Para más inri, hay dos películas que presentan cierta ironía en el título: la mexicana –coproducción española– Biutiful, y la danesa En un mundo mejor. Pues la vida no es demasiado bella en el film de Alejandro González Iñárritu, donde el personaje de Javier Bardem pasa por todo tipo de penalidades, siendo la más tremenda la relacionada con los inmigrantes ilegales chinos. Y el mundo es bastante mejorable en la película de la danesa Susanne Bier, con familias desestructuradas por la muerte y la separación de los padres, y con todo tipo de injusticias que afectan profundamente a sus vidas. Aunque hay cierta catarsis en ambos títulos, sobre todo en el segundo, que debería ganar el Oscar, resulta obligado señalar que el viaje hasta ese punto para el espectador es duro y penoso.
Si alguien piensa que Grecia puede ofrecer una historia más alegre en Canino, está totalmente equivocado. El film de Giorgos Lanthimos describe el malsano encierro de una familia en un caserón a las afueras de la ciudad: los padres quieren proteger a sus retoños de malas influencias externas, pero sin embargo acontecen allí dentro todo tipo de perversiones inenarrables.

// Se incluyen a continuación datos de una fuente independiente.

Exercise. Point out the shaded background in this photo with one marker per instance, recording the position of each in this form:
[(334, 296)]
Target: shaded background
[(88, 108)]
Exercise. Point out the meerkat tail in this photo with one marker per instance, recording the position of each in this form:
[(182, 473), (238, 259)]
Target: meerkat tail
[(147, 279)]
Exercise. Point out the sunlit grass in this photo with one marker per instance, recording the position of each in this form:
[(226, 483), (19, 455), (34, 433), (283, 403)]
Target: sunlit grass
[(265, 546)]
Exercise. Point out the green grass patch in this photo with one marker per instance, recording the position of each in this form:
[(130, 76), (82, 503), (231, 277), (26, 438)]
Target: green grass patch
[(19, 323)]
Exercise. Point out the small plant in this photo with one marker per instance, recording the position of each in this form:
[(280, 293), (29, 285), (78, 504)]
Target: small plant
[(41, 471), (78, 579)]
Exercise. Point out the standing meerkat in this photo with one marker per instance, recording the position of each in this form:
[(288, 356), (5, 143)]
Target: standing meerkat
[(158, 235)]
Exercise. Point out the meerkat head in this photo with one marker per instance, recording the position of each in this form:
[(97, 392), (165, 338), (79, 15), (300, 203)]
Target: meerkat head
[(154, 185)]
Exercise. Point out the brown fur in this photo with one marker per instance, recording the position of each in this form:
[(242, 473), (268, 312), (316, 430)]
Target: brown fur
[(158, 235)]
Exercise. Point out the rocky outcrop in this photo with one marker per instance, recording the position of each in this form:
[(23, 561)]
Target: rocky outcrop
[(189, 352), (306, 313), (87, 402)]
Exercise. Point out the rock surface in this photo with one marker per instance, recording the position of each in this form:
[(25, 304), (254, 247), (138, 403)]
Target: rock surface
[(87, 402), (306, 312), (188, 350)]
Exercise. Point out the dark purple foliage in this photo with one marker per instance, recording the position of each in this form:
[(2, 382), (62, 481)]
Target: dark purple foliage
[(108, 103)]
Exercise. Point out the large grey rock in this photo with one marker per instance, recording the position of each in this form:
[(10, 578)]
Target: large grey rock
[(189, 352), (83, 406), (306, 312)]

La canadiense Incendies también sigue a una familia con problemas. Denis Villeneuve incide en los secretos de una familia, que salen a la luz tras la muerte de la madre, y que están ligados a los odios ancestrales que traspasan Oriente Medio.
Finalmente queda la polémica película que representa a Argelia –coproducción francesa–, Hors-la-loi, de Rachid Bouchareb, que rememora la matanza de Sétif el 8 de mayo de 1945. Ese día la represión de las fuerzas del orden dio pie a cientos de víctimas entre los franceses, y a millares entre los argelinos.
En fin, el mundo es como es, y las películas lo reflejan.